Na próxima sexta, 20 de novembro, é o Dia da Consciência Negra. O Festival Internacional Cinema e Transcendência não poderia deixar de homenagear esta importante data e dedica um fim de semana inteiro à filmes e debates sobre o assunto. A programação especial começa na própria sexta com a exibição, às 21h, do filme inédito O Outro Lado da Memória, seguida de conversa com o diretor André Luiz Oliveira, curador do Festival. No dia seguinte, sábado, às 17h, será realizado o debate “Consciência Negra – O Outro Lado da Memória”, com André Luiz Oliveira e o produtor Caetano Curi; e, às 21h, tem sessão única de Orin – Música para os Orixás, com apresentação do diretor Henrique Duarte. Encerrando as homenagens, no domingo, às 17h, acontece o debate “Consciência Negra – Ancestralidade viva em todos nós”, com Henrique Duarte e a mestra griô Ebomi Cici de Oxalá, e a sessão, às 21h, de Gangbé, de Arnaud Robert. Para assistir aos filmes e aos debates, basta acessar gratuitamente o site www.festivalcinemaetranscendencia.comclicar na cadeira vermelha da “sala de cinema”, colocar nome, e-mail e aproveitar toda a programação do festival até 27 de novembro. O público poderá participar dos debates por meio de chat, sem necessidade de inscrição prévia.

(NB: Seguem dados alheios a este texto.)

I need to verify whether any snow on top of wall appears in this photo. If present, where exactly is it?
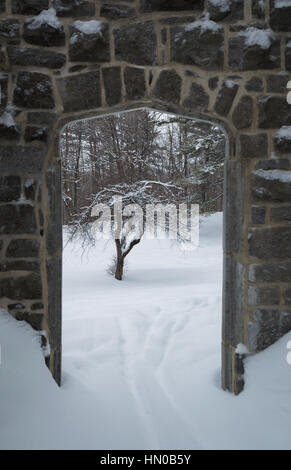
[276,126,291,141]
[254,170,291,183]
[185,13,222,32]
[275,0,291,8]
[73,20,102,35]
[209,0,230,11]
[27,8,63,29]
[240,26,275,49]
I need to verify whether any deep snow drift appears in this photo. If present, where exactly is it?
[0,214,291,449]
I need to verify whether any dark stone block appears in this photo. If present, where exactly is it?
[248,286,280,307]
[284,286,291,305]
[27,111,57,127]
[0,204,36,235]
[267,74,290,93]
[124,67,146,100]
[248,309,281,351]
[102,67,121,106]
[13,72,54,109]
[57,71,101,113]
[24,126,49,143]
[53,0,96,18]
[170,21,224,70]
[153,70,182,104]
[208,77,219,90]
[232,95,253,129]
[270,0,291,32]
[249,227,291,259]
[246,77,264,91]
[0,73,8,109]
[23,12,66,47]
[0,146,46,174]
[140,0,204,13]
[11,0,49,15]
[0,260,40,272]
[240,134,268,158]
[251,170,291,202]
[214,80,238,116]
[251,206,266,225]
[0,273,42,300]
[285,38,291,70]
[229,30,280,70]
[249,262,291,282]
[259,96,291,129]
[69,20,110,62]
[270,206,291,222]
[0,176,21,202]
[274,126,291,154]
[6,238,40,258]
[252,0,265,20]
[222,255,244,347]
[7,46,66,69]
[0,19,20,44]
[208,0,244,23]
[100,3,136,20]
[183,83,209,112]
[255,158,290,170]
[113,21,157,65]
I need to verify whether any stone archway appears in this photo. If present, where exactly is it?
[0,0,291,393]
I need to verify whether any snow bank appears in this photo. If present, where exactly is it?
[27,8,63,29]
[240,26,275,49]
[254,170,291,183]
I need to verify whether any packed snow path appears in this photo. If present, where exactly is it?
[0,214,291,449]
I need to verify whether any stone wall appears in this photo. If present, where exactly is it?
[0,0,291,393]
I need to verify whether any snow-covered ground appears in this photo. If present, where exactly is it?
[0,214,291,449]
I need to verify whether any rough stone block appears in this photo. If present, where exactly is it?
[249,227,291,259]
[229,33,280,71]
[183,83,209,112]
[6,238,40,258]
[214,80,238,116]
[113,21,157,65]
[0,273,42,300]
[0,204,36,235]
[251,206,266,225]
[259,96,291,129]
[23,10,66,47]
[7,46,66,69]
[13,72,54,109]
[57,71,101,113]
[11,0,49,15]
[102,67,121,106]
[152,70,182,104]
[124,67,146,100]
[251,170,291,202]
[239,133,268,158]
[248,286,280,307]
[232,95,253,129]
[0,176,21,202]
[69,20,110,62]
[170,20,224,70]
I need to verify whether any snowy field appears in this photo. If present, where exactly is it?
[0,214,291,449]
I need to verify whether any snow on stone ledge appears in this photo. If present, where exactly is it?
[276,126,291,142]
[240,26,276,49]
[185,13,222,32]
[27,8,63,29]
[253,170,291,183]
[208,0,230,12]
[73,20,102,36]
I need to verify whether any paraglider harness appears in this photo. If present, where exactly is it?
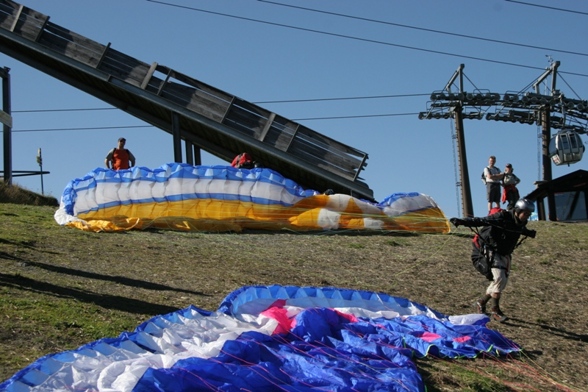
[470,226,527,280]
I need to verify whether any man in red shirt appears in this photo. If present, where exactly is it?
[104,137,135,170]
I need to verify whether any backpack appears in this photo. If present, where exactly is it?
[472,226,494,280]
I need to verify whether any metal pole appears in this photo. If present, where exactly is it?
[0,67,12,185]
[37,147,45,196]
[453,105,474,217]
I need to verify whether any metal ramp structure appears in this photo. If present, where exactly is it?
[0,0,373,200]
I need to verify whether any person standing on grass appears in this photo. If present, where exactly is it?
[104,137,135,170]
[484,155,504,214]
[449,199,537,323]
[502,163,521,210]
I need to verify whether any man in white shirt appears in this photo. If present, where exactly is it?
[484,155,504,213]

“Temos que comemorar todos os dias a consciência negra, o privilégio de termos sido misturados com as pessoas do continente africano, mesmo que isso tenha sido de maneira dolorosa, para sermos um país com mais igualdade. A visão eurocêntrica ainda domina e não se fala dos negros como pessoas que vieram construir uma nação. A herança africana está no nosso DNA e O Outro Lado da Memória trata muito disso.Ele é inspirado no livro “Viva o Povo Brasileiro”, obra-prima de João Ubaldo Ribeiro, que mostra essa realidade de forma muito criativa e profunda, a contradição da alma brasileira a partir de pessoas que vieram escravizadas da África”, comenta André Luiz Oliveira.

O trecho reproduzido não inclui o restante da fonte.